Transição energética

Estudo aponta que 98% das alegações ambientais no setor da carne e lacticínios são greenwashing

Estudo aponta que 98% das alegações ambientais no setor da carne e lacticínios são greenwashing iStock

Um estudo da Universidade de Miami conclui que até 98% das alegações ambientais feitas por empresas globais de carne e lacticínios podem ser classificadas como greenwashing.

Publicado na revista científica PLOS Climate, o estudo analisou 1.233 alegações ambientais divulgadas por 33 das maiores empresas do setor entre 2021 e 2024. Mais de dois terços (68%) destas declarações estavam relacionadas com questões climáticas, incluindo medidas de redução de emissões, enquanto 38% referiam objetivos futuros, como a neutralidade carbónica até 2030.

Segundo os autores, a maioria das alegações foi considerada não verificável, por se basear em intenções futuras sem evidência mensurável.

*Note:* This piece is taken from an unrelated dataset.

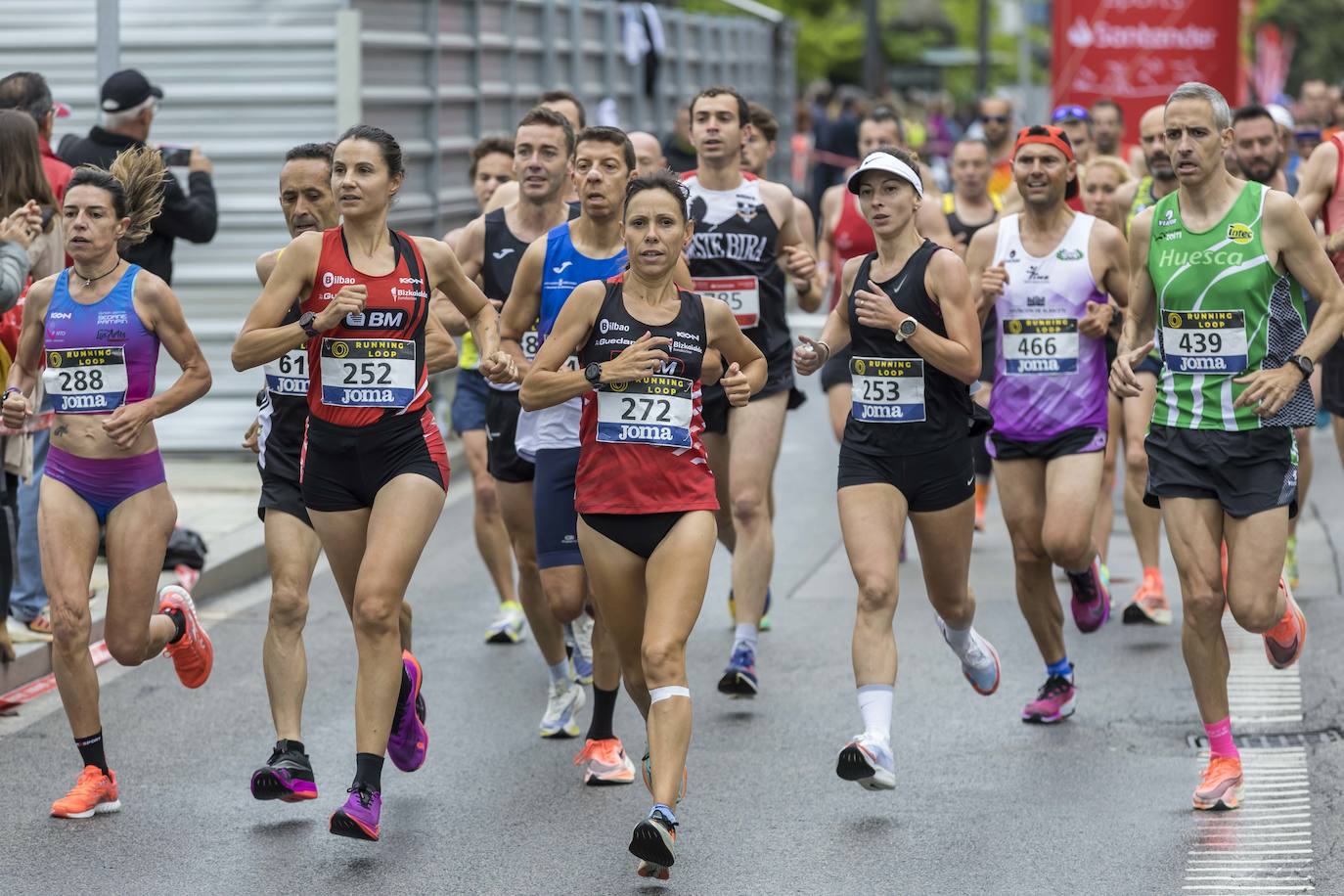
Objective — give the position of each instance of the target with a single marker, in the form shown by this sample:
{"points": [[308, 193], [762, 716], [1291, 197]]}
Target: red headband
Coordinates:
{"points": [[1046, 136]]}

Apenas 29% das declarações incluíam algum tipo de evidência fornecida pelas próprias empresas, sendo que apenas três foram suportadas por evidência científica independente.

“As empresas de carne e lacticínios falam muito sobre alterações climáticas, o que faz sentido porque os alimentos de origem animal geram mais emissões e outros impactos ambientais do que outros tipos de alimentos”, afirmou Jennifer Jacquet, coautora do estudo.

E continua: “mas quando grande parte do que dizem parece ser promessas vazias, sem suporte em evidência ou investimento, começa a assemelhar-se mais a um exercício de relações públicas do que a uma preocupação real com o planeta”.

O estudo indica ainda que 17 das 33 empresas analisadas tinham compromissos de neutralidade carbónica no momento da análise, face a quatro em 2020. No entanto, os investigadores referem que estes compromissos assentam maioritariamente em mecanismos de compensação de carbono, e não em reduções diretas de emissões.

Ao aplicar um modelo de análise de greenwashing, os investigadores classificaram 1.213 alegações, equivalentes a 98% do total, como práticas deste tipo.

“O greenwashing é generalizado nos relatórios de sustentabilidade das maiores empresas de carne e lacticínios do mundo, podendo criar uma ilusão de progresso climático”, afirmou Maya Bach, autora principal do estudo.

E continua: “estamos preocupados com o facto de estas alegações poderem induzir o público em erro, influenciar os consumidores e reduzir a pressão sobre os decisores políticos para a ação climática”.

Os autores alertam que este tipo de comunicação pode afetar a perceção dos consumidores e reduzir a pressão sobre decisores políticos para a implementação de medidas climáticas mais exigentes.